Ascertaining binaries for: ffmpeg.


In [5]:
%tensorflow_version 1.x
from __future__ import print_function
import io
import string
import numpy as np
import PIL
import base64
from glob import glob

import matplotlib.pylab as pl

import tensorflow as tf
from tensorflow.contrib import slim

from IPython.display import clear_output, Image, display, HTML

import moviepy.editor as mpy
from moviepy.video.io.ffmpeg_writer import FFMPEG_VideoWriter


from google.colab import files

TensorFlow 1.x selected.


In [6]:
from lucid.modelzoo import vision_models
from lucid.misc.io import show, save, load
from lucid.optvis import objectives
from lucid.optvis import render
from lucid.misc.tfutil import create_session

In [7]:
model = vision_models.InceptionV1()
model.load_graphdef()













## Setting up the CPPN 

In [8]:
def composite_activation(x):
  x = tf.atan(x)
  # Coefficients computed by:
  #   def rms(x):
  #     return np.sqrt((x*x).mean())
  #   a = np.arctan(np.random.normal(0.0, 1.0, 10**6))
  #   print(rms(a), rms(a*a))
  return tf.concat([x/0.67, (x*x)/0.6], -1)

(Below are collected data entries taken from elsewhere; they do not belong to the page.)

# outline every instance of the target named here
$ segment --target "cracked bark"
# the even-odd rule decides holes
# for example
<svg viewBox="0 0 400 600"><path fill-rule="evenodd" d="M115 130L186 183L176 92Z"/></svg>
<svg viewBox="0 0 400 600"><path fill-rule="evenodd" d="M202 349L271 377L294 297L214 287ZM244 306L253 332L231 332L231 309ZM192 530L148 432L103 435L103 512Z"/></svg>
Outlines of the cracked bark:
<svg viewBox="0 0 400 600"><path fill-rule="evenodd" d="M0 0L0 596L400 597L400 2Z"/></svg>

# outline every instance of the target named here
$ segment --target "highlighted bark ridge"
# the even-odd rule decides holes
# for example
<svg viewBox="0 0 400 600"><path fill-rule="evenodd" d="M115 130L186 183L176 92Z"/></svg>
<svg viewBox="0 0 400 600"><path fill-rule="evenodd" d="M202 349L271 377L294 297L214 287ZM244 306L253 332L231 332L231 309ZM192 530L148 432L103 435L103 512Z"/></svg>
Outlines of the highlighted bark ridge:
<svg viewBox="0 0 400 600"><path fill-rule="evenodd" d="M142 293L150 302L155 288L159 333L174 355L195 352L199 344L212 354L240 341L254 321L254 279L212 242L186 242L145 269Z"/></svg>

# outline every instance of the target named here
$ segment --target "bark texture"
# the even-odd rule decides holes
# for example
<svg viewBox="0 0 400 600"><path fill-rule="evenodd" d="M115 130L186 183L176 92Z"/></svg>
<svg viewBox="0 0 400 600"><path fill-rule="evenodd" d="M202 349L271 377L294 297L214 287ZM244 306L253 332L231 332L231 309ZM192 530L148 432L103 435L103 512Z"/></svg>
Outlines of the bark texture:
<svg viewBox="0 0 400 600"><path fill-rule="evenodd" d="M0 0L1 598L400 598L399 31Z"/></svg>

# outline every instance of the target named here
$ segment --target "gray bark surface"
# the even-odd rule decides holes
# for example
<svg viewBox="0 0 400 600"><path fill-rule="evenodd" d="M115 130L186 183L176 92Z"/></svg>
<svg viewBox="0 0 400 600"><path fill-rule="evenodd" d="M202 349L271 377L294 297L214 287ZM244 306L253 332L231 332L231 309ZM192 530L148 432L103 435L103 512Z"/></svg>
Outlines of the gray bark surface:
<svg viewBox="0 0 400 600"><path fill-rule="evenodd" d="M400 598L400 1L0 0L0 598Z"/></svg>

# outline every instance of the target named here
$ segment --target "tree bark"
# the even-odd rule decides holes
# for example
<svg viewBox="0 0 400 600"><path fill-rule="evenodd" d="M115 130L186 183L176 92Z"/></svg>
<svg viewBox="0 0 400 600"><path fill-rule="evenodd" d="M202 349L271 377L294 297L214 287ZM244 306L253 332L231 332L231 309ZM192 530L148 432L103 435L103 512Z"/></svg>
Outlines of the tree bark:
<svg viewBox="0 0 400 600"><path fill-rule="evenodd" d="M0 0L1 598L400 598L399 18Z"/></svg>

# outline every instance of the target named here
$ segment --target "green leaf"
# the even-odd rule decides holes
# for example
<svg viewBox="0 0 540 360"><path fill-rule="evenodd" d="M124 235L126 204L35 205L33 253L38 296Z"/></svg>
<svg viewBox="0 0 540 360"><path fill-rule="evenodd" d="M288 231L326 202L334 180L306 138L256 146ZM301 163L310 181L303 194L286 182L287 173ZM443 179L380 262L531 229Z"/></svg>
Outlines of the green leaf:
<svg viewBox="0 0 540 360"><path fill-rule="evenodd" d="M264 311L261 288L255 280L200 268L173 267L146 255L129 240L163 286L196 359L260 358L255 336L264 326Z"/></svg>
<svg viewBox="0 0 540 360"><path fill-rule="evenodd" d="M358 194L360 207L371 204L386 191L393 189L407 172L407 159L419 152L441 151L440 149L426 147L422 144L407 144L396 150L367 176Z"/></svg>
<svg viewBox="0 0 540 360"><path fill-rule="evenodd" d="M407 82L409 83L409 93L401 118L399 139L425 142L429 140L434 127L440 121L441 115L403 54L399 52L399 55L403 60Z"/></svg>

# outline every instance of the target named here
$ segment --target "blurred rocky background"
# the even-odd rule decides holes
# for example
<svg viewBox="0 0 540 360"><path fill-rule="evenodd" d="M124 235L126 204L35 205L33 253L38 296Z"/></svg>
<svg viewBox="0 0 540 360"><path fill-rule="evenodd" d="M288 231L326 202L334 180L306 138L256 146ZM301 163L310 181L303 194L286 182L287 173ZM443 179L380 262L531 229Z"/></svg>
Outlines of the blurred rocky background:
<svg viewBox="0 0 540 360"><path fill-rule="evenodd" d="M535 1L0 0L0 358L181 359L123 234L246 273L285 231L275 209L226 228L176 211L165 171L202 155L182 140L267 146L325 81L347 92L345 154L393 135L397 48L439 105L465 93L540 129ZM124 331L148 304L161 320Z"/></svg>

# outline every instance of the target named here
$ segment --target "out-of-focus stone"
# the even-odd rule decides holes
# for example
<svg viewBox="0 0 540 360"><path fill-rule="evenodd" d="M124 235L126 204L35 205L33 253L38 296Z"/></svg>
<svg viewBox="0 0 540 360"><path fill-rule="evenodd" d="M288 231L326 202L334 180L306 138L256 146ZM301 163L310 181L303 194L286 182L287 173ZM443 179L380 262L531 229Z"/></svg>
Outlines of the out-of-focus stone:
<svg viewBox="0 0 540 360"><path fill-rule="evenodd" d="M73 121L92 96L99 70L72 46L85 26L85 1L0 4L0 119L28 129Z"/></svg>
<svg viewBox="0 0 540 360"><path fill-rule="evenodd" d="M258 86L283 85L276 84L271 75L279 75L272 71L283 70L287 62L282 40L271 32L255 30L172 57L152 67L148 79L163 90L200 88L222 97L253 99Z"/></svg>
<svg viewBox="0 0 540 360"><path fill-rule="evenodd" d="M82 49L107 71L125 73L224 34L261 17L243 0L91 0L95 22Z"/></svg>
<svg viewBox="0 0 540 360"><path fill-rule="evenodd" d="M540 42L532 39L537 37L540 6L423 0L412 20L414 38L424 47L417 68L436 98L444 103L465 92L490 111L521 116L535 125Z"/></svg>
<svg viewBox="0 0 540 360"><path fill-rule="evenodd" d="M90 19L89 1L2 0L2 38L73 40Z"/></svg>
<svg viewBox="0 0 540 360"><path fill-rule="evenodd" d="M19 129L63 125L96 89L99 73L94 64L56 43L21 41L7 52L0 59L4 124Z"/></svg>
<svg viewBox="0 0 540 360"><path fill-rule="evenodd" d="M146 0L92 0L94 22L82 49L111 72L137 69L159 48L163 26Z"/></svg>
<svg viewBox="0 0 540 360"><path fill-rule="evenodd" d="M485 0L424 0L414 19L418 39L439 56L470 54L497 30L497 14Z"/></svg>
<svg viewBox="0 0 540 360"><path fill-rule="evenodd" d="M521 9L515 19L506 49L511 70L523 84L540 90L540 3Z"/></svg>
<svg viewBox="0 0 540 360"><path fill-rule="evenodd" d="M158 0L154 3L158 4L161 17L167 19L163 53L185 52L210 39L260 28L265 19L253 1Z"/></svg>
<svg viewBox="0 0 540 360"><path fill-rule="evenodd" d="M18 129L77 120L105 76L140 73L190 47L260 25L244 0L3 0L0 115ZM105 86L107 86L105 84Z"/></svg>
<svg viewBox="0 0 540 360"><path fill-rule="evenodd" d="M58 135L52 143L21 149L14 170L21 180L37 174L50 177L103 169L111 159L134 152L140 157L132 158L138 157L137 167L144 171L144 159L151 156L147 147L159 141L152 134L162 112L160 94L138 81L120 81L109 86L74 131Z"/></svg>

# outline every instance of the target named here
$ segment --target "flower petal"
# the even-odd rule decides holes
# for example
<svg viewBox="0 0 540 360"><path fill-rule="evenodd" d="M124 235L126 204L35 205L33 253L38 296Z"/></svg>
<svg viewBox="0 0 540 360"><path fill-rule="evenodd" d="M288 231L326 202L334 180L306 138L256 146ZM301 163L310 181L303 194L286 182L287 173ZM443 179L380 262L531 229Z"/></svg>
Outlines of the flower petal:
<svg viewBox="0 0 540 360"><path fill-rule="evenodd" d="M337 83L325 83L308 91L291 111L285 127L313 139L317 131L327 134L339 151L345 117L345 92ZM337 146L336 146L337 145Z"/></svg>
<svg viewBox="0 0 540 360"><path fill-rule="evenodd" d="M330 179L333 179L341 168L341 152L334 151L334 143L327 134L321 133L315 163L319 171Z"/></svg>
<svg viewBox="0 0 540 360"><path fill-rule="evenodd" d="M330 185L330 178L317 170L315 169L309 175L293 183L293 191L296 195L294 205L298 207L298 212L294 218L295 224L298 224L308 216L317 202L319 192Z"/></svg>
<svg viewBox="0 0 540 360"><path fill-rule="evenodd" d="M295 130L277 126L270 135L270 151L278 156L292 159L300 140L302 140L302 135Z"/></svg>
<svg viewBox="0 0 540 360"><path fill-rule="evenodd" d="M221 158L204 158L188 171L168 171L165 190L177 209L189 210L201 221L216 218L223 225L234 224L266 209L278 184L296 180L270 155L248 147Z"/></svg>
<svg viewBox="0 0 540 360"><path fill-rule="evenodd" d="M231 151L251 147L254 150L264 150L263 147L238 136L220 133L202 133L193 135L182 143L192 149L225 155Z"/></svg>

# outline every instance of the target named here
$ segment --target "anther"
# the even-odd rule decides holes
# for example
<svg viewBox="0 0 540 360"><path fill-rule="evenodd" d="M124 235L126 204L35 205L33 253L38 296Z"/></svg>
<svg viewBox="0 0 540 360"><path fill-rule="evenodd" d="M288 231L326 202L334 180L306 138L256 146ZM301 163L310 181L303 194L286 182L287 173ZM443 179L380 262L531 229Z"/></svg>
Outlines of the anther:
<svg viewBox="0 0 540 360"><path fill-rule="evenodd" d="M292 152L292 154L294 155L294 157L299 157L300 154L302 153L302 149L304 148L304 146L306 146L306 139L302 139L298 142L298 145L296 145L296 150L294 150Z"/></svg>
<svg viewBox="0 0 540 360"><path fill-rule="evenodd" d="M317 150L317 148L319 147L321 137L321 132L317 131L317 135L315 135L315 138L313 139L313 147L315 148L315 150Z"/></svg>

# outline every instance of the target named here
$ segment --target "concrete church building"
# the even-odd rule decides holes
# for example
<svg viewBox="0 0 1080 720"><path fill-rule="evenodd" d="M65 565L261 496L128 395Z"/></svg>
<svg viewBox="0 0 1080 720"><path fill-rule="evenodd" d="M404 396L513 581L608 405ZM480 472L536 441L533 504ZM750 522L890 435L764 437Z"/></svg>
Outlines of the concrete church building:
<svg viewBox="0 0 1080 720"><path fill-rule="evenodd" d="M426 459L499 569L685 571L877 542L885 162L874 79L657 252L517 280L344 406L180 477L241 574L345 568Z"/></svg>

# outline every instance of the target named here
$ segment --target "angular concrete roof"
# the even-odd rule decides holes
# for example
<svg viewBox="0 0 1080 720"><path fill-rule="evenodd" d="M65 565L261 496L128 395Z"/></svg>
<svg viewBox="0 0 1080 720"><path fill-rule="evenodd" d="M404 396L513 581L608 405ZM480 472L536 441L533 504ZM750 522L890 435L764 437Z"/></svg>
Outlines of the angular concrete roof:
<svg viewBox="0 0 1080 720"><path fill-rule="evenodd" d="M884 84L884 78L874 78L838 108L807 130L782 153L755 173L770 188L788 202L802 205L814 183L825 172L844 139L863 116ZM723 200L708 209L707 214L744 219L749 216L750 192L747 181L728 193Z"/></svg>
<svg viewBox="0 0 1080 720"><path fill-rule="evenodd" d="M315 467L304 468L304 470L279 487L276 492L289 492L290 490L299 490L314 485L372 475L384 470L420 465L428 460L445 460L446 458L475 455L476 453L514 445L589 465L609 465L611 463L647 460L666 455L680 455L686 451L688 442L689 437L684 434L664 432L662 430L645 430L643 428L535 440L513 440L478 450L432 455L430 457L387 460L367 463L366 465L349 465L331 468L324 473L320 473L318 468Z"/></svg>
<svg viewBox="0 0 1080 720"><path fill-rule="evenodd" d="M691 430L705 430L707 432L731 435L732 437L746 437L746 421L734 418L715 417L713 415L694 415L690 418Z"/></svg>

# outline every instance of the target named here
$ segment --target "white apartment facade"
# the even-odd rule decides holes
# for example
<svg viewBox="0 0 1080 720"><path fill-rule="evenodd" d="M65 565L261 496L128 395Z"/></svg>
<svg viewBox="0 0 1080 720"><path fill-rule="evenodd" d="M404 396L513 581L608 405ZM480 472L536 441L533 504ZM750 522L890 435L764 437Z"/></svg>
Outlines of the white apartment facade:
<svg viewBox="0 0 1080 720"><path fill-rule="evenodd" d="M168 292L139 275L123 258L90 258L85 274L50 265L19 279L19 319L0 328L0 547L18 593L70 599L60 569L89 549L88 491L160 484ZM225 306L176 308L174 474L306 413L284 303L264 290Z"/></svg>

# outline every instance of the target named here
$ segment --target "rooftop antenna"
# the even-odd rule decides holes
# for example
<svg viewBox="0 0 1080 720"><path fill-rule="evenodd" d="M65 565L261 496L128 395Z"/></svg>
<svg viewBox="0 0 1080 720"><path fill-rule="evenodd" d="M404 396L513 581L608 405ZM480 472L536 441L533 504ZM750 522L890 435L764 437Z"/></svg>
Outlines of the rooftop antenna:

def composite_activation_unbiased(x):
  x = tf.atan(x)
  # Coefficients computed by:
  #   a = np.arctan(np.random.normal(0.0, 1.0, 10**6))
  #   aa = a*a
  #   print(a.std(), aa.mean(), aa.std())
  return tf.concat([x/0.67, (x*x-0.45)/0.396], -1)

def composite_activation_sin(x):
  x = tf.sin(x)
  # Coefficients computed by:
  #   a = np.arcsin(np.random.normal(0.0, 1.0, 10**6))
  #   aa = a*a
  #   print(a.std(), aa.mean(), aa.std())
  return tf.concat([x/0.631, (x*x)/0.616], -1)
  #   return tf.concat([x/0.63, (x*x-0.4)/0.47], -1)


def relu_normalized(x):
  x = tf.nn.relu(x)
  # Coefficients computed by:
  #   a = np.random.normal(0.0, 1.0, 10**6)
  #   a = np.maximum(a, 0.0)
  #   print(a.mean(), a.std())
  return (x-0.40)/0.58


def image_cppn(
    size,
    num_output_channels=3,
    num_hidden_channels=24,
    num_layers=8,
    activation_fn=composite_activation,
    normalize=False):
  r = 3.0**0.5  # std(coord_range) == 1.0
  coord_range = tf.linspace(-r, r, size)
  y, x = tf.meshgrid(coord_range, coord_range, indexing='ij')
  net = tf.expand_dims(tf.stack([x, y], -1), 0)  # add batch dimension

  with slim.arg_scope([slim.conv2d], kernel_size=1, activation_fn=None):
    for i in range(num_layers):
      in_n = int(net.shape[-1])
      net = slim.conv2d(
          net, num_hidden_channels,
          # this is untruncated version of tf.variance_scaling_initializer
          weights_initializer=tf.random_normal_initializer(0.0, np.sqrt(1.0/in_n)),
      )
      if normalize:
        net = slim.instance_norm(net)
      net = activation_fn(net)

    rgb = slim.conv2d(net, num_output_channels, activation_fn=tf.nn.sigmoid,
                      weights_initializer=tf.zeros_initializer())
  return rgb

Estimating the number of parameters of CPPN.

In [9]:
with tf.Graph().as_default():
  image_cppn(224)
  variables = tf.get_collection('variables')
  param_n = sum([v.shape.num_elements() for v in variables])
  print('CPPN parameter count:', param_n)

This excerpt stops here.